Microsoft Word had crashed, and the recovery document was blank. All seven pages I had written were gone. I quickly realized there was nothing I could do but start over. Facing a tight deadline, I knew my time was better spent writing than worrying, so I set out to re-write the paper.
Although still not perfect, my second draft was considerably better than my first. It also took far less time to write. After agonizing over the first draft, I re-wrote those seven pages in one sitting. The difference was that the second time around, I finally knew what I wanted to say. This allowed me to be more creative, to rethink the organization of my paper, and to consider which examples would best sustain my argument. Having already had a go at it, I did not simply re-create the same paper. Instead, I took my memory of the fragments and made them into something new.
I gained from this experience an important reminder about the slow process of writing. That is, writing is a process, and each stage of that process matters. By writing, we are thinking and learning, and we need to slog through the sometimes arduous process to come out on the other end.
As a writing consultant for the History Writing Resources Center, I wish I could advocate for everyone’s Microsoft Word crashing at some point in their writing process. We are often too tied to our first drafts, too unwilling to start over. While I don’t think this applies exclusively to history writing, it can be particularly useful in terms of producing strong analytical arguments, a requirement of all history papers.
History papers should do two things:
- First, they need clear guiding arguments (or thesis statements) that are analytical rather than descriptive. That is, they should try to explain “why” or “how” something happened, rather than simply saying that it happened.

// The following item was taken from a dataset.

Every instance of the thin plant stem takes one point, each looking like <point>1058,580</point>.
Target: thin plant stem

- Second, they should make use of evidence to bolster these arguments. They should use examples from sources (both primary and secondary) to support the main point.

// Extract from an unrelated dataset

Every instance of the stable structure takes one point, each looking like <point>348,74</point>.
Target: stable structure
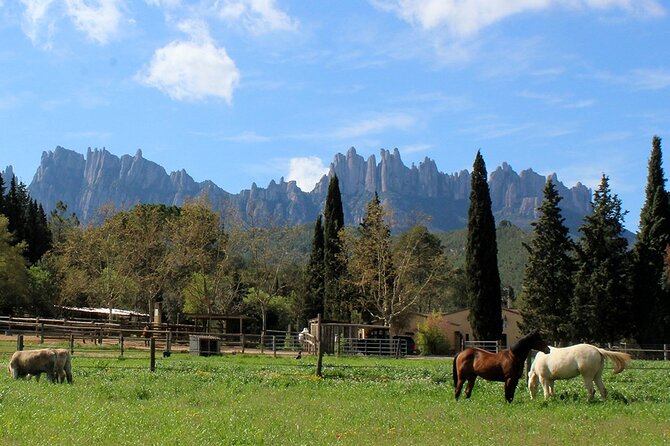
<point>216,323</point>
<point>332,330</point>
<point>457,327</point>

This is much easier said than done. The process of figuring out how pieces of evidence are connected and what sorts of arguments they might yield is a difficult one. For those of us who think as we write, it is often not until we have already written about and explained all of our evidence that we figure out exactly what we are trying to say. A common refrain in the HWRC is “I didn’t know what I was arguing until I got to the end of my paper.” This isn’t a bad sign, but it means your work is not finished.

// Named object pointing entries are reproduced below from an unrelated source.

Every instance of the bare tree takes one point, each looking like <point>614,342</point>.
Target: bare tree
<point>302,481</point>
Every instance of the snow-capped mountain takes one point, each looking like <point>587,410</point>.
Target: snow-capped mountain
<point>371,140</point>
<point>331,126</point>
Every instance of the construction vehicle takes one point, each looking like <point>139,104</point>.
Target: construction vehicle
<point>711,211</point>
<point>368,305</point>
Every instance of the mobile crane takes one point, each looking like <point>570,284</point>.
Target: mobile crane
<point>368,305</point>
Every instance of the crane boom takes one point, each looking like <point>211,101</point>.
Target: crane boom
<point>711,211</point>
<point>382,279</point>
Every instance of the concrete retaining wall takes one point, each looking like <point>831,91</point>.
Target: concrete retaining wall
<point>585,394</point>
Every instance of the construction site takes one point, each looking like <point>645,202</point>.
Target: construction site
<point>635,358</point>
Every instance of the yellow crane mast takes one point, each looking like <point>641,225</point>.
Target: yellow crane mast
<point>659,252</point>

So, here is my advice. Once you have written a draft, start over. Since we are often pushing up against tight deadlines, this need not be taken too literally. At the very least, once you are finished with a draft, take out a clean sheet of paper or open up a new document and try once again to voice your argument. Take this opportunity to map out your paper and to make sure that the organization of your evidence fits your thesis statement. Once you have a draft, take the time to figure out if your paper actually says what you want it to say. I would also highly recommend re-writing your introduction after you have finished. Remember, you knew the least about your paper when you wrote your introduction. Your introduction deserves the knowledge of hindsight.
And every once in a while, go ahead and delete the whole thing. You’ll thank yourself later.
Caylin Carbonell is a Consultant in W&M’s History Writing Resources Center.